On the night of Jan. 31, skygazers will find the moon bigger and brighter than usual. The super blue moon eclipse will envelop the moon in a deep tangerine-red haze. It’s been 35 years since a total lunar eclipse and a blue moon (the second full moon in a calendar month) occurred at the same time.
Tacoma-based artists Asia Tail and Raven Juarez couldn’t have asked for a more apt celestial coincidence for their extensive, multimedia show Moon Moan at 950 Gallery, formerly Spaceworks Gallery, in Tacoma. Like the blue moon and the lunar eclipse, their practices merge into a spectacle that infuses its witnesses with stillness.
The duo, longtime friends but first-time collaborators, heard about the super blue moon eclipse after they employed an overhead projector to cast a pink and orange shaded circle on the walls of a small side room in 950 Gallery. The projected blood moon forms the focal point of their first collaborative installation, “The Light and Shadow Story Room.”
In it, four small school chairs patiently face the circular plane. Visitors are invited to play with the artists’ personal trinkets, a collection of found materials such as crystals, dried plants, moss, a pair of plastic hands, stones and gold rings. Carefully arranged in petri dishes on a nearby table, the assemblage forms an altar of the archetypes that permeate the show: images of women, circles, Northwest plants and the moon. While I position a dried-up fern leaf on the stage glass, the moon morphs into a strange landscape, holding new shadows every time I transfer objects to and from the glass.
Long before Tail and Juarez started working together on Moon Moan, the moon crept up in their paintings and drawings. To them, it’s a signifier holding many meanings. Juarez describes memories of her grandfather, a member of the Cherokee Nation, telling her to wash her face in the moon.
The moon is thick with symbolism in many worldviews. It takes many shapes, but mostly the moon symbolizes femininity and change. Along with the sun, its gravitational pull sets the rhythm for tides, bodies of water breathing in and out. It helps establish the rhythm of the earth and our calendar.
These associations, pulled from different “life ways,” as the artists phrase it, run through the show like an electric current. We can see it pulsating from the clocks and ancient feminine figures in Tail’s tender paper collages, affixed to circular hardwood backdrops. Her other larger circular paintings are cast in more subdued, gray-blue tones, as if painted with twilight brushes. In them, two hands hold the moon, birds flutter overhead, stars punctuate the sky.

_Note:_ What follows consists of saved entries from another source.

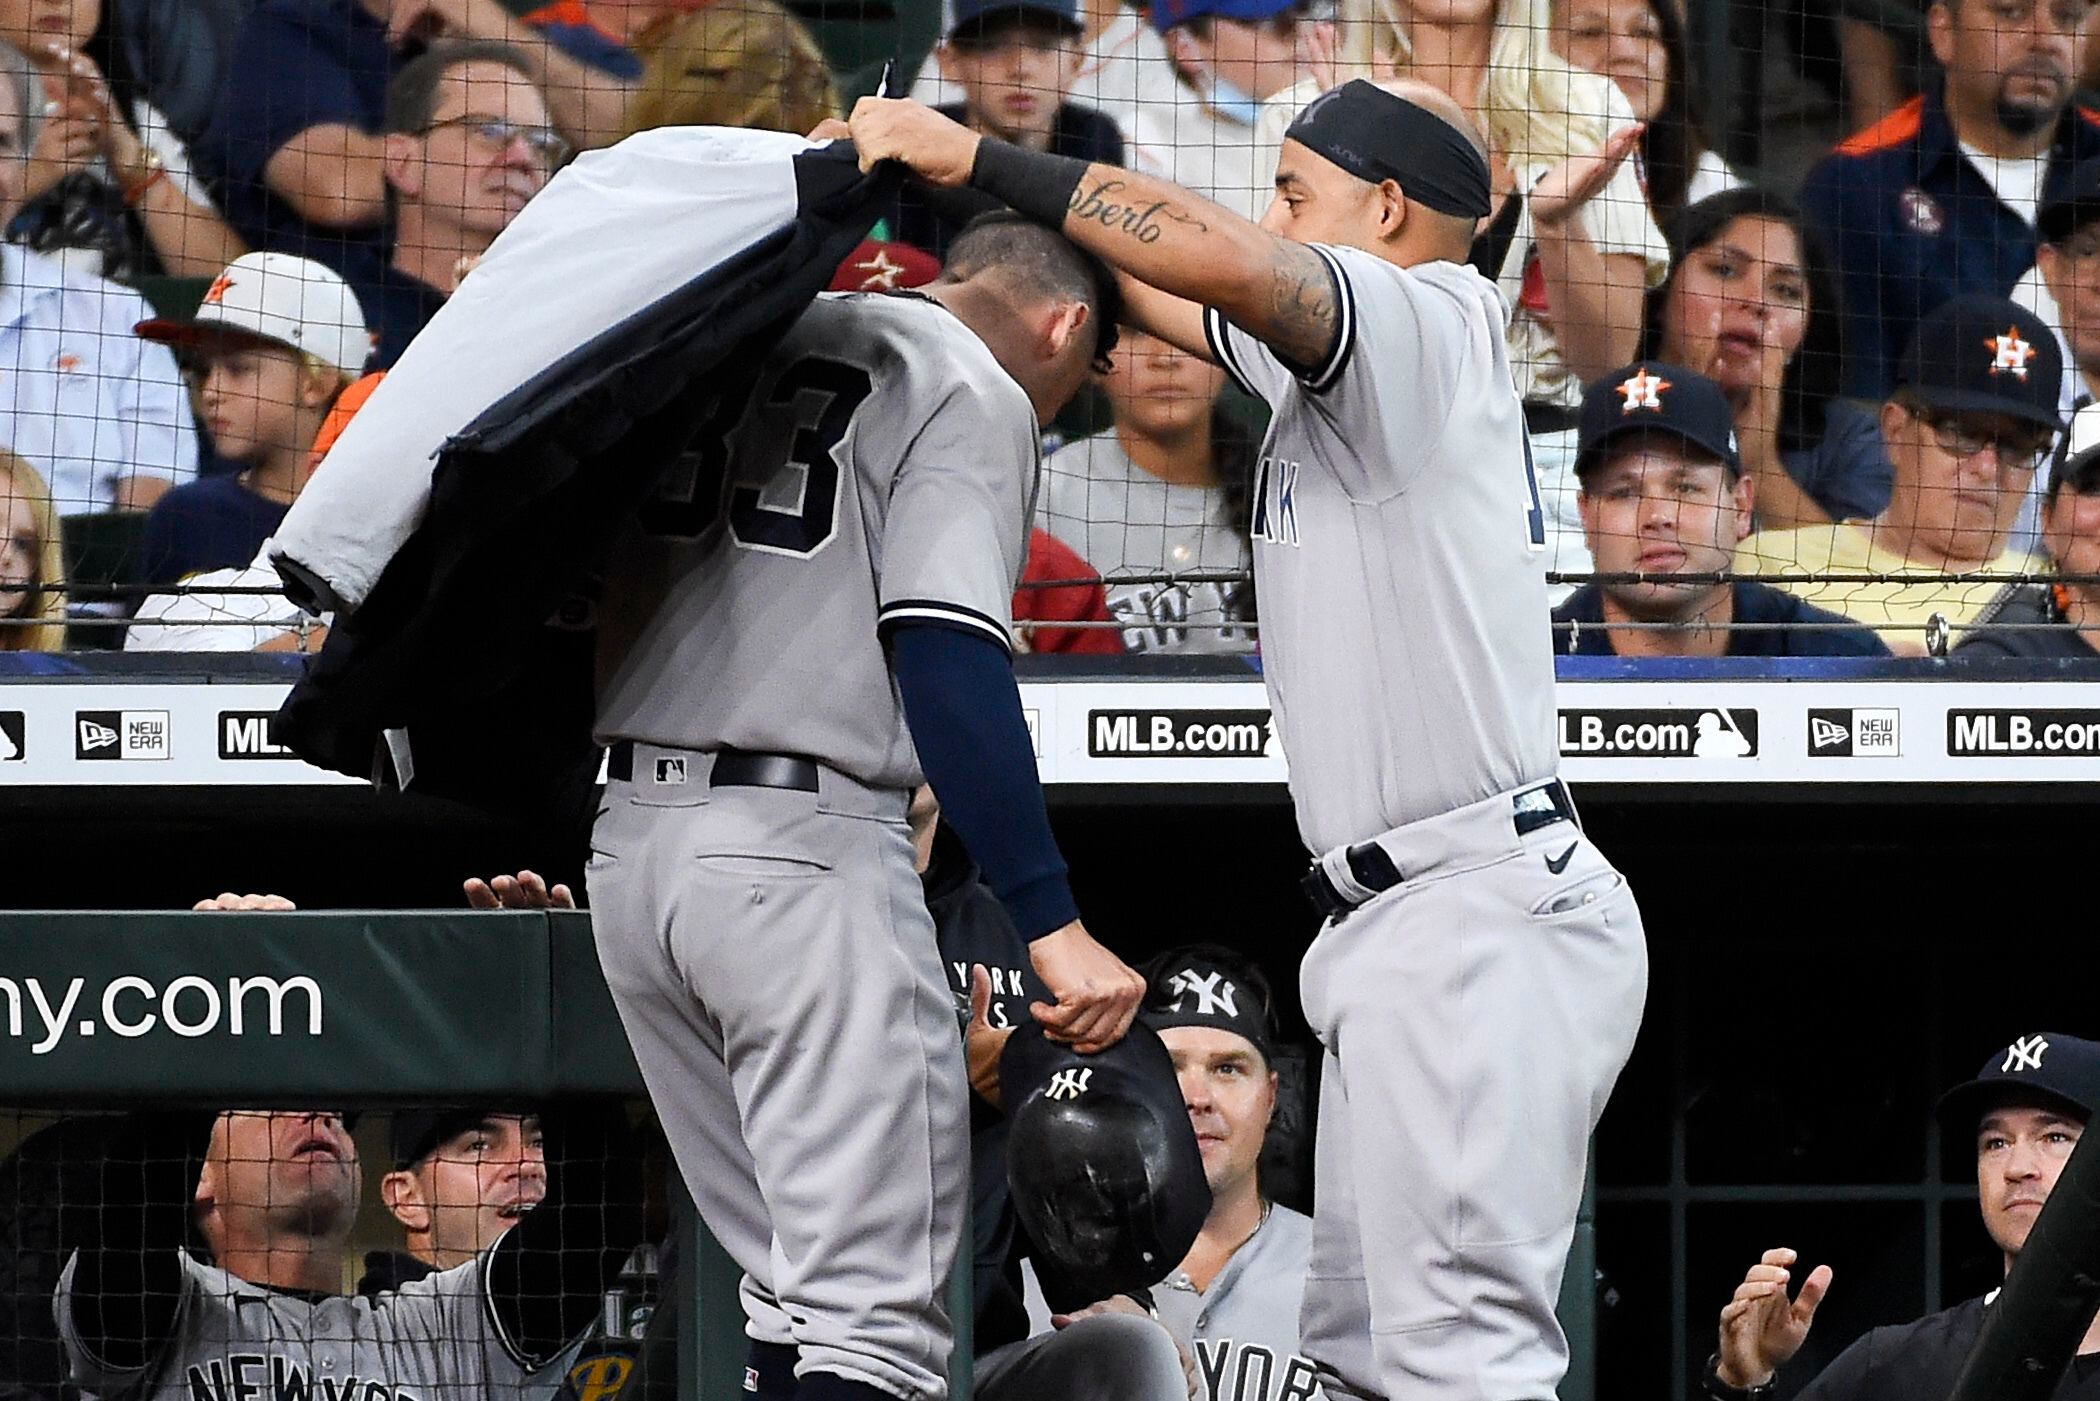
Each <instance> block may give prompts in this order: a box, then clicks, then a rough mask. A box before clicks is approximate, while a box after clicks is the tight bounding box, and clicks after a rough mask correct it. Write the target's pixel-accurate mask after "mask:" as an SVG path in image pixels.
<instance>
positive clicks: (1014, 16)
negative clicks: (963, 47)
mask: <svg viewBox="0 0 2100 1401" xmlns="http://www.w3.org/2000/svg"><path fill="white" fill-rule="evenodd" d="M951 13H953V21H951V23H949V25H947V38H949V40H962V42H970V40H972V38H979V36H981V34H983V32H985V27H987V25H991V23H993V21H1000V19H1033V21H1039V23H1048V25H1050V27H1054V29H1063V32H1065V34H1071V36H1079V34H1086V25H1081V23H1079V0H955V2H953V6H951Z"/></svg>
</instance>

Juarez attaches paper cuttings, thread and glass prisms to the canvasses to break loose from the flat surface of paintings and drawings of starry skies and pastures. In “See Through” she casts her sister as a religious icon on a golden grounding, her hair layered over the painting as actual thick black thread. Juarez repeats the visual trick in the mesmerizing “Wasn’t Sleeping,” a round canvas painting cropped strangely around a close-up of a face. From its edge, black threads trickle down the gallery walls.
While created separately and diverging in style, the works in Moon Moan bounce off of each other like answers and questions. They buzz with an intimate knowledge of each other’s lives. Tail and Juarez grew up together. They met through their mothers, a consultant and a lawyer, respectively, for various Native tribes and organizations. Both remember playing in hotel rooms, running through the woods and sewing pillows during sleepover. After attending different colleges in New York City, both artists returned to Tacoma. They’ve seen each other change and grow into womanhood.
A few paintings down from Juarez’ portrait of her sister, a dark-haired woman curls her lips like the Mona Lisa. She smiles behind soft puffs of fog. The portrait is based on a photo of Tail’s mother when she was 11 years old. Upon finishing, Tail realized it looked a lot like Juarez. Never intended as a portrait of her mother, the painting became something more: a portrait of women in the liminal stage between youth and adulthood.
As such, the images of women in the show become amorphous. They could represent anyone. They personify the artists as they are now, as they were and will be, as well as their mothers and maybe their mothers’ mothers, a matrilineal abstraction. Moon Moan is more than an ode to the moon. It’s also a portrait of past and future selves and a tribute to female friendships and the many shapes we move in and out of.
Moon Moan runs through Feb. 17 at 950 Gallery in Tacoma.